18 - Transformer Encoder | Mango Encyclopedia

Introduction

The Transformer encoder is the encoder half of the original Transformer architecture, introduced in "Attention is All You Need" (2017). It processes the input sequence and creates a continuous representation that captures contextual information about each position. The encoder is bidirectional, meaning each position can attend to all other positions.

Architecture Overview

Input Token Embeddings + Positional Encoding │ ▼ ┌───────────────────────────────┐ │ ENCODER BLOCK │ │ ┌─────────────────────────┐ │ │ │ Multi-Head Self-Attention│ │ │ │ (no mask - full access) │ │ │ └─────────────────────────┘ │ │ │ │ │ ▼ │ │ ┌─────────────────────────┐ │ │ │ Add & Norm │ │ │ │ (Residual Connection) │ │ │ └─────────────────────────┘ │ │ │ │ │ ▼ │ │ ┌─────────────────────────┐ │ │ │ Feed-Forward │ │ │ │ Network │ │ │ └─────────────────────────┘ │ │ │ │ │ ▼ │ │ ┌─────────────────────────┐ │ │ │ Add & Norm │ │ │ │ (Residual Connection) │ │ │ └─────────────────────────┘ │ └───────────────────────────────┘ │ ▼ (repeat N times)

Encoder Block Components

1. Multi-Head Self-Attention

Attention(Q, K, V) = softmax(QKᵀ/√d) · V

MultiHead(Q, K, V) = Concat(head₁, ..., headₕ) · Wᴼ

headᵢ = Attention(QWᵠᵢ, KWₖᵢ, VWᵥᵢ)

No masking is applied, allowing full bidirectional attention.

2. Residual Connection & Layer Normalization

x_layer = LayerNorm(x + SubLayer(x))

Each sub-layer (attention, FFN) has a residual connection around it.

3. Feed-Forward Network

FFN(x) = max(0, x·W₁ + b₁)·W₂ + b₂

Typically: d_model → d_ff → d_model

d_ff is usually 4× d_model (e.g., 2048 for d_model=512)

Full Encoder Stack

N identical layers (6 in original Transformer)

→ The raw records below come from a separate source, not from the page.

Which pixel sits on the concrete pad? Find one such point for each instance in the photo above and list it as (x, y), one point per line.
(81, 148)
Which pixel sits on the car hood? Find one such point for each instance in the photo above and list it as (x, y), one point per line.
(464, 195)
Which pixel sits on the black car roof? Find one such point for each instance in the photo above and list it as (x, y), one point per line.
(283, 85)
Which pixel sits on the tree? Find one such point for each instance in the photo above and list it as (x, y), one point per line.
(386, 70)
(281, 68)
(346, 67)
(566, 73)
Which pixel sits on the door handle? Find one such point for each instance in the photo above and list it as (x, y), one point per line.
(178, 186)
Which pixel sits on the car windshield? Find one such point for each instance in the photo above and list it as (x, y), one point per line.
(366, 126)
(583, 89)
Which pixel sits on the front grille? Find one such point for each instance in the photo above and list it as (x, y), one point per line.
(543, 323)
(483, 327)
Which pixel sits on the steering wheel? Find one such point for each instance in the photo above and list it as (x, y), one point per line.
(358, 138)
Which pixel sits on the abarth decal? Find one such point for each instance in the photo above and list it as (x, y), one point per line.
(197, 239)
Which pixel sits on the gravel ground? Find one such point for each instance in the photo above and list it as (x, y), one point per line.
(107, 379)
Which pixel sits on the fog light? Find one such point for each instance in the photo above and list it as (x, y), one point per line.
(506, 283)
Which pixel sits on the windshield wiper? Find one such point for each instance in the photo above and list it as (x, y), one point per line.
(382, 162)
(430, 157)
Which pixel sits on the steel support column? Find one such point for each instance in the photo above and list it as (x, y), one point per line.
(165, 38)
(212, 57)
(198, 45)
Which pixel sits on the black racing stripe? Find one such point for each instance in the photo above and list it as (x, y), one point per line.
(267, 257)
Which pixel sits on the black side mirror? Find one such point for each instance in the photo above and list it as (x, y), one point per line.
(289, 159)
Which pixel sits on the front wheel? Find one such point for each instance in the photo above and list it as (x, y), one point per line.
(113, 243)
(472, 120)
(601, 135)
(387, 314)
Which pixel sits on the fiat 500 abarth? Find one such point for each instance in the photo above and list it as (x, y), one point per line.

Each layer has: - Multi-head self-attention - Feed-forward network

Output: contextualized representations for each input position

Key Properties

Bidirectional: Every position attends to all positions
Parallel processing: All positions processed simultaneously
Order-invariant: Position information comes from positional encoding
Layer stacking: Stacking layers builds hierarchical representations

Used In

BERT: Encoder-only for language understanding
RoBERTa: Improved BERT with encoder
ViT: Vision Transformer uses encoder
T5 encoder: Part of encoder-decoder T5

BERT's Use of Encoder

BERT uses bidirectional encoder to build contextual representations:

Input: [CLS] The cat sat [MASK] the mat [SEP]

Encoder output: contextual embeddings for each token

[CLS] token used for classification tasks

Test Your Understanding

Question 1: What type of attention does the Transformer encoder use?

A) Masked self-attention
B) Unmasked bidirectional self-attention
C> Cross-attention
D) No attention

Question 2: How many identical layers does the original Transformer encoder have?

A) 1
B) 6
C) 12
D) 24

Question 3: What does the feed-forward network typically expand to?

A) d_model / 4
B) d_model
C) 4 × d_model
D) d_model²

Question 4: What is the purpose of the residual connection?

A) To reduce parameters
B) To allow gradient flow and enable deeper networks
C) To add positional information
D) To mask attention

Question 5: Which model uses encoder-only architecture?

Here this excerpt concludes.